- O jornalista italiano Roberto Saviano foi absolvido em um julgamento por difamação movido por Matteo Salvini.
- Salvini, vice-primeiro-ministro, processou Saviano em 2023 por chamá-lo de “ministro do submundo” após a sugestão dele, em 2018, de retirar a proteção do escritor.
- Saviano vive sob proteção policial há cerca de duas décadas devido à investigação sobre a máfia napolitana, a Camorra.
- O advogado de Saviano afirmou que a absolvição reconhece que ele exerceu legitimamente seu direito à crítica.
- O processo começou em fevereiro de 2023, mas trata de acontecimentos que remontam a 2018.
O jornalista italiano Roberto Saviano foi absolvido em um julgamento por difamação aberto por Matteo Salvini, vice-primeiro-ministro e líder da Liga. O processo teve início em fevereiro de 2023, com origem em uma reação de Saviano a Salvini. Saviano chamou o político de ministro do submundo em rede social.
A defesa argumentou que Saviano exerceu legitimamente o direito à crítica, e o veredito foi divulgado na quinta-feira.
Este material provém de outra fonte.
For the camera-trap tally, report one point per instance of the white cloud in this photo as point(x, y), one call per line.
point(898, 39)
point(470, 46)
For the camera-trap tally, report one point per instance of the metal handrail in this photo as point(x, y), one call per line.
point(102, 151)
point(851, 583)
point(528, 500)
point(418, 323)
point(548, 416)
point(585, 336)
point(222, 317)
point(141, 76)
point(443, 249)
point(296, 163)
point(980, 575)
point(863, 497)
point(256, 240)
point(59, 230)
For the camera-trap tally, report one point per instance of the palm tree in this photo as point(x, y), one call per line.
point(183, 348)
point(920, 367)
O advogado Antonio Nobile afirmou que a decisão reconhece a liberdade de expressão do jornalista. Saviano vive sob proteção policial há cerca de duas décadas devido à cobertura da máfia.
O caso remonta a 2018, quando Salvini, então ministro do Interior, sugeriu retirar a escolta de Saviano. O escritor reagiu publicamente com a expressão atribuída a ele, parte de um debate sobre a relação entre política, violência e criminalidade organizada na Itália.
Saviano é autor de Gomorra, best-seller de 2006 que revelou segredos da Camorra napolitana. O livro inspira a proteção policial do jornalista, diante de ameaças associadas a investigações sobre máfia e crime organizado.
Segundo Saviano, Salvini se beneficiou de votos na Calábria para concorrer ao Senado, mas teria evitado enfrentar a máfia local, a Ndrangheta. Alega ainda que o ministro priorizou ações contra trabalhadores migrantes na região.
A decisão de absolvição é apresentada pela defesa como prova de que a crítica de Saviano foi dura, porém justificada. A defesa afirma que o jornalismo investigativo não deve ser enquadrado como difamação.